Saturday 27 February 2010

Research and themes

Freda's post gave me cause to review what my own themes will be as I leave my World War 2 saga, EAST END ANGEL, in the hands of Simon&Schuster, to be published later this year. Over the next few weeks I shall complete the revisions and "nip and tuck". When everyone is satisfied with the finished article, EAST END ANGEL will take on a publishing life of its own. Meanwhile, I'll be researching a new idea and two nights ago I had a dream of a group of 1920's women. They made such an impression that I've begun to formulate an idea. I know the characters will have been touched by that dreadful conflict of World War 1. My hero and heroine will certainly know the meaning of grief and deprivation. The island's small community was devastated by the loss of so many young men. But at the core of the story there will be a powerful love theme. Love is binding, war is separating and so many personal testimonies I've read ask a fundamental question. "Why do we keep having wars?" In no way does a writer set out to deliver his own truth. Instead he poses many questions through his or her characters. My grandfather was a casualty of war. Shell shock was common to the disabled veterans. I dealt with this in my first book LIZZIE OF LANGLEY STREET. Post traumatic stress, as we know it now, was the stage on which Lizzie's family's future played out. I have a feeling that with this new book I will be revisiting similar issues that still shadow the world in our contemporary and future conflicts.

Monday 22 February 2010

Choosing a theme

Catherine Cookson’s favourite themes were illegitimacy, upstarts and snobbery, rejection, love and hate, religion and superstition, mixed marriages and prejudice, purity and truth, the way people look at others, alienation and aloneness, education and trying to better yourself.

Today’s writers have expanded these themes to include any human condition you care to mention. E.g: Domestic violence. Rights of women. Murder. Gambling. Prostitution. Unemployment. Betrayal. You name it. The theme must be a strong one, a serious social issue or situation, life-changing, and characteristic of the period. For some reason, people seem better able to deal with these issues set back in the past. The distance creates a sense of security and nostalgia, from which they can consider the problems more safely.

In my own books I have used divorce (That’ll be the Day); discovering a lost identity (Fools Fall in Love) a mother’s sacrifice (The Girl from Poorhouse Lane); and overcoming the effects of a brutal father (House of Angels), to name but a few of the more recent ones. How much we, as writers, draw on our own experiences to write about these issues is a matter of personal choice. Catherine Cookson’s themes came out of the experiences of her own life and were written about with passion and conviction.

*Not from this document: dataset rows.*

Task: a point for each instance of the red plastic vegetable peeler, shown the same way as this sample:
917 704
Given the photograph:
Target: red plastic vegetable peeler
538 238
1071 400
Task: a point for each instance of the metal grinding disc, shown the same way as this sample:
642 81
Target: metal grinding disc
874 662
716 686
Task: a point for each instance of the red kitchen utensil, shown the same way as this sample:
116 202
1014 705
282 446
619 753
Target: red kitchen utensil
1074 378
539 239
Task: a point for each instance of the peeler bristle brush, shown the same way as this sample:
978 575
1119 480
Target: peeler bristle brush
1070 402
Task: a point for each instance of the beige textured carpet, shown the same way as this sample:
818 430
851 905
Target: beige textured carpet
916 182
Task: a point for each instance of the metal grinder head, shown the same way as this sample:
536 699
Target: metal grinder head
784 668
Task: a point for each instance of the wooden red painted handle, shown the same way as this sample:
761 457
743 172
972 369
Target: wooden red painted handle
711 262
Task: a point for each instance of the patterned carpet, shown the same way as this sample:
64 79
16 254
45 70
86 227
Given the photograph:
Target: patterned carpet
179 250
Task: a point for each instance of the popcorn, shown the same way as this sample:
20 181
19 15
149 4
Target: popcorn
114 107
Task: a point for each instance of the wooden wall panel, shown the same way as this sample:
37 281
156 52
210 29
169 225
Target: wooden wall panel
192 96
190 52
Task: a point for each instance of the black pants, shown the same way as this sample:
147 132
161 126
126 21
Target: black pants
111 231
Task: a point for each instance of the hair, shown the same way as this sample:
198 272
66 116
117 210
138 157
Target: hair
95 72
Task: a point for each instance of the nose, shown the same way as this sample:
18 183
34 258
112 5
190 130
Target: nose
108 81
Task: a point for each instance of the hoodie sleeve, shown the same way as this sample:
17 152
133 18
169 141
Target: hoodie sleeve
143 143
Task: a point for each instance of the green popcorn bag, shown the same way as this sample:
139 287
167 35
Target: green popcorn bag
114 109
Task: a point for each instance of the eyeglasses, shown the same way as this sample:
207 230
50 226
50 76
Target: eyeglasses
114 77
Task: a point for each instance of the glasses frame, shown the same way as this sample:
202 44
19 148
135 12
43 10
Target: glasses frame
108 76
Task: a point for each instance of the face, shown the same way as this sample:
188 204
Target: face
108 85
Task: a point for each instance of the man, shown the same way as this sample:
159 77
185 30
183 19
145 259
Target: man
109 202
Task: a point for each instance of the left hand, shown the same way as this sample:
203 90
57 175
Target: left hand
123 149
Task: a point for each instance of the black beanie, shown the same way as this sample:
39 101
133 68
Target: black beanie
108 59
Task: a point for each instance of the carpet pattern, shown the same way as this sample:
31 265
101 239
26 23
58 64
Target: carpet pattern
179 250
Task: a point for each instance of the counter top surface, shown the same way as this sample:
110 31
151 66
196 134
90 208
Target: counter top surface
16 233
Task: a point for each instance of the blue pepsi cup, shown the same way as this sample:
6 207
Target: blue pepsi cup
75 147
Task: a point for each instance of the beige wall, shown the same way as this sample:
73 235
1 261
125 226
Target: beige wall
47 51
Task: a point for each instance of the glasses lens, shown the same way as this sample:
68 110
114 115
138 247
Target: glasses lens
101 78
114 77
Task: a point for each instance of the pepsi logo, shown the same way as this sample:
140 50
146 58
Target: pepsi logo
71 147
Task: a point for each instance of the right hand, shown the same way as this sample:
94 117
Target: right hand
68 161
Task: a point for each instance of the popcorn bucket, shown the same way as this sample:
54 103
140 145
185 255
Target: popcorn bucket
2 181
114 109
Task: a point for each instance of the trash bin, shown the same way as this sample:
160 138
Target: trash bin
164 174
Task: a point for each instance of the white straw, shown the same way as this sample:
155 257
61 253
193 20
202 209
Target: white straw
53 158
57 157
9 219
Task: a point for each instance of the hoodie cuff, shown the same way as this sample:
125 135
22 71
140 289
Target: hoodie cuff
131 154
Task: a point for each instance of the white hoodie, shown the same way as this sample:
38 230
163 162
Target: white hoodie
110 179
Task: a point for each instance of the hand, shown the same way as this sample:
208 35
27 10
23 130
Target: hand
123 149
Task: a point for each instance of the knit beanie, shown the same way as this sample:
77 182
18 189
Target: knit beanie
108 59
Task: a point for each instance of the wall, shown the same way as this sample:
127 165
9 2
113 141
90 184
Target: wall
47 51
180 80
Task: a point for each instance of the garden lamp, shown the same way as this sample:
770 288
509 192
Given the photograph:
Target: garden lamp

Personal details can be changed, twisted, turned upside down and altered beyond recognition, but we, as writers, are always asking ourselves - What If?

My new book, coming out in April, isn't a saga but a novel set in 16th France. Hostage Queen .

The theme for this story must be the terrible consequences when you try to manipulate someone else's life.

Marguerite de Valois is the most beautiful woman in the French Court, and the subject of great scandal and intrigue. Her own brothers: the mad Charles IX and the bisexual Henri III, will stop at nothing to control her. Margot loves Henri of Guise but is married off to the Huguenot Henry of Navarre. By this means her mother Catherine de Medici hopes to bring peace to the realm.

But within days of the wedding the streets of Paris are awash with blood in the Massacre of Saint Bartholomew. Not only is her new husband’s life in danger, but her own too as her mother and brother hold them hostage in the Louvre. Can they ever hope to escape and keep their heads? In a court rife with murder, political intrigue, debauchery, jealousy and the hunger for power, it will not be an easy task.